The future of metrics is social: Mixx Canada
Networked Insights account director says that to buy better campaigns, pay closer attention to social media.
Yesterday’s Mixx Canada conference, organized biannually by the Interactive Advertising Bureau of Canada (IAB Canada) closed with a talk from Toronto-based Networked Insights’ strategic account director Sarah Thompson.
Networked Insights offers tools to brands – like Blackberry and media cos, including Starcom MediaVest in the US – which use social media to gather data which is more relevant and faster than traditionally used data, says Thompson.
Thompson tells MiC that with Canadians spending seven hours a month on social media, using what they are saying to tap into their interests is a no-brainer and can allow media cos to buy cheaper and smarter campaigns by looking for things like the next big TV hit, rather than the expensive show the network is pushing.
She used the example of Networked Insights’ client, Blackberry, which was locked out of working with the NFL last year but ended up buying time on AMC’s The Walking Dead for half the price it would have paid, based on social media intelligence insights on who was talking about the product.
“There is a lot of media buy waste, a lot of money that is being thrown at things by hoping and praying,” she says. “Let’s be a bit more efficient and a bit more informed. Let’s optimize media dollars and start putting them in the right places. Media cos are missing a lot of consumer data right now, a lot of intelligence. People are speaking with their voices all the time. Instead of just monitoring it, let’s start listening to it. Start acting on it.”
Canadian media co staffers in the audience expressed concerns about using social media tools like the ones from Networked Insights to glean consumer insights north of the border, because of our smaller audience. Thompson says the information is there, it’s just a matter of Canadian companies wanting to use it, noting that though she is based in Toronto, 90% of her work is currently done in the US.
“Media cos need to have the appetite to start questioning old methodologies,” she says. “The lower use here might have something to do with Canada being a conservative country itself, we are typically the fast followers, not the first to adopt new methods.”
Thompson says the key to getting Canadian companies onside with the social media intelligence tools is awareness.
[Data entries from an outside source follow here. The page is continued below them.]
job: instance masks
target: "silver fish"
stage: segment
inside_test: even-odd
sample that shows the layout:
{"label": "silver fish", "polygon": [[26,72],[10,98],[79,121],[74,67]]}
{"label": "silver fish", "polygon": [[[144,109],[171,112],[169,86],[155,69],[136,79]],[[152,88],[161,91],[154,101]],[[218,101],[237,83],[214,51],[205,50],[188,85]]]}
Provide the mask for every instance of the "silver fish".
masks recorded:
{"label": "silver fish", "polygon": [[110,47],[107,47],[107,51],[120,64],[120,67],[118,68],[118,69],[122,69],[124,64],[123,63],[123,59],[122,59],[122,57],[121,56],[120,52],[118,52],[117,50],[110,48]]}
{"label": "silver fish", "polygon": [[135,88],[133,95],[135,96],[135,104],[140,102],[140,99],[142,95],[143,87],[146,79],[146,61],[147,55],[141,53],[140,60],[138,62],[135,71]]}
“I think companies still see their social media involvement as having a social community manager, but they don’t understand the amount of consumer data that is available about brands and products,” she says. “I don’t think they know that they can find out people who watch a particular show [about cake] really like cake, and talk about cake all the time online. And that they can find out about that information in real time. If you are looking at other data sources you are looking at data that was probably good two months ago, what is good right now? I don’t know about you, but my tastes change all the time.”